If your code is executable by exec function, you can simply call snap.run()

snap.run("import random;random.randrange(10)")

This will as well generate a result.html file in your current directory. You can pass other file path to the function if you do not like the name result.html

snap.run("import random; random.randrange(10)", output_file = "better_name.html")

When you need a more delicate profiler, you can manually enable/disable the profile using start() and stop() function.

snap.start()
# Something happens here
snap.stop()
snap.save() # also takes output_file as an optional argument

With this method, you can only record the part that you are interested in

# Some code that I don't care
snap.start()
# Some code I do care
snap.stop()
# Some code that I want to skip
snap.start()
# Important code again
snap.stop()
snap.save()

It is higly recommended that start() and stop() function should be in the same frame(same level on call stack). Problem might happen if the condition is not met

Choose tracer

The default tracer for current version is a pure-python tracer, which works fine with any OS/Interpreter. However, the overhead it introduces is pretty large. In the worst case(a lot of FEEs), it might be 20-30x.

To deal with this problem, the c tracer is under development and is currently available for CPython on Linux. It might work on Windows, but I've never tested it.

To use c tracer, set the optional argument tracer to "c" when you initialize CodeSnap object.
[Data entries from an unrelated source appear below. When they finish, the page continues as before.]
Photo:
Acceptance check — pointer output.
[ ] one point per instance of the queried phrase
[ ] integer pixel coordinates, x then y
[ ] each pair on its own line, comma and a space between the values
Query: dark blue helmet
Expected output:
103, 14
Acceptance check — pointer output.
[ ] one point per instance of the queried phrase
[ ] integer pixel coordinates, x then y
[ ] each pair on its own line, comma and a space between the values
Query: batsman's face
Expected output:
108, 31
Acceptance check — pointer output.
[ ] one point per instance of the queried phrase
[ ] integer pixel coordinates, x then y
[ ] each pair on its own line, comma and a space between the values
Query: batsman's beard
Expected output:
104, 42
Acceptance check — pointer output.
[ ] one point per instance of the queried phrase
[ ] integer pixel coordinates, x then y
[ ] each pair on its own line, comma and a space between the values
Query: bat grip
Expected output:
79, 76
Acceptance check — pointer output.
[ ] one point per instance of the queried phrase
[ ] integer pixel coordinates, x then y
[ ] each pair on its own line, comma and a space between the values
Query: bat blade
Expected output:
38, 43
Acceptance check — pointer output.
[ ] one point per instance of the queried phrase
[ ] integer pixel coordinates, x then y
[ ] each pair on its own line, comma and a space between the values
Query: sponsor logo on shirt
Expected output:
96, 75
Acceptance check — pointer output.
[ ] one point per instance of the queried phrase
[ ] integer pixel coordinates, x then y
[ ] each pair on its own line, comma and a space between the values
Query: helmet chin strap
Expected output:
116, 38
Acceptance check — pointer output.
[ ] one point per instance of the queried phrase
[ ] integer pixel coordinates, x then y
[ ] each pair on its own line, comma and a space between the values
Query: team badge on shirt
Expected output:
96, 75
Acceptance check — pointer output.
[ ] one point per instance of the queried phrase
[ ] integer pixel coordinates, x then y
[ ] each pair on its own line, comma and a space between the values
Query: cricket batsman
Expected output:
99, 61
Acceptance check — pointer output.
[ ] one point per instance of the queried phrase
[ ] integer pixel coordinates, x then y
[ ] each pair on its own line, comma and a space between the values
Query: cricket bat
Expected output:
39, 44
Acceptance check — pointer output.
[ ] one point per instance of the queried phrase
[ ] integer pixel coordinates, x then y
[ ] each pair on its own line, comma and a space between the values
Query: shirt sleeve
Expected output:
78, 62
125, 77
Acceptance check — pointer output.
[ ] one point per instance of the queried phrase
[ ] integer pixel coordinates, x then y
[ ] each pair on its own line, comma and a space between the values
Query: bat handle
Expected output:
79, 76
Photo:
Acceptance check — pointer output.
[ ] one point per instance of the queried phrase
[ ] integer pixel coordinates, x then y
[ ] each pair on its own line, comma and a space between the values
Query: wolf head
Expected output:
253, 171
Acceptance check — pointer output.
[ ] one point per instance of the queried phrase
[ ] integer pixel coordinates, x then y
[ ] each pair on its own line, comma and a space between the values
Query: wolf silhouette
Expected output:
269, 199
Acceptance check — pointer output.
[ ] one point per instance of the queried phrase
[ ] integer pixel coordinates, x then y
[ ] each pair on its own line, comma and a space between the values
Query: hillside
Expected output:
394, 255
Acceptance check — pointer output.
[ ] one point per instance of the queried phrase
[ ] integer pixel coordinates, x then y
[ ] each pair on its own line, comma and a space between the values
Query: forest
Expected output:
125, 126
snap = CodeSnap(tracer="c")

Cleanup of c tracer

The interface for c trace is almost exactly the same as python tracer, except for the fact that c tracer does not support command line run now. However, to achieve lower overhead, some optimization is applied to c tracer so it will withhold the memory it allocates for future use to reduce the time it calls malloc(). If you want the c trace to free all the memory it allocates while collecting trace, use

snap.cleanup()

Performance

Overhead is a big consideration when people choose profilers. CodeSnap now has a similar overhead as native cProfiler. It works slightly worse in the worst case(Pure FEE) and better in easier case because even though it collects some extra information than cProfiler, the structure is lighter.

Admittedly, CodeSnap is only focusing on FEE now, so cProfiler also gets other information that CodeSnap does not acquire.

An example run for test_performance with Python 3.8 / Ubuntu 18.04.4 on Github VM

fib       (10336, 10336): 0.000852800 vs 0.013735200(16.11)[py] vs 0.001585900(1.86)[c] vs 0.001628400(1.91)[cProfile]
hanoi     (8192, 8192): 0.000621400 vs 0.012924899(20.80)[py] vs 0.001801800(2.90)[c] vs 0.001292900(2.08)[cProfile]
qsort     (10586, 10676): 0.003457500 vs 0.042572898(12.31)[py] vs 0.005594100(1.62)[c] vs 0.007573200(2.19)[cProfile]
slow_fib  (1508, 1508): 0.033606299 vs 0.038840998(1.16)[py] vs 0.033270399(0.99)[c] vs 0.032577599(0.97)[cProfile]

Limitations

CodeSnap uses sys.setprofile() for its profiler capabilities, so it will conflict with other profiling tools which also use this function. Be aware of it when using CodeSnap.

Bugs/Requirements

Please send bug reports and feature requirements through github issue tracker. CodeSnap is currently under development now and it's open to any constructive suggestions.

License

Copyright Tian Gao, 2020.

Distributed under the terms of the Apache 2.0 license.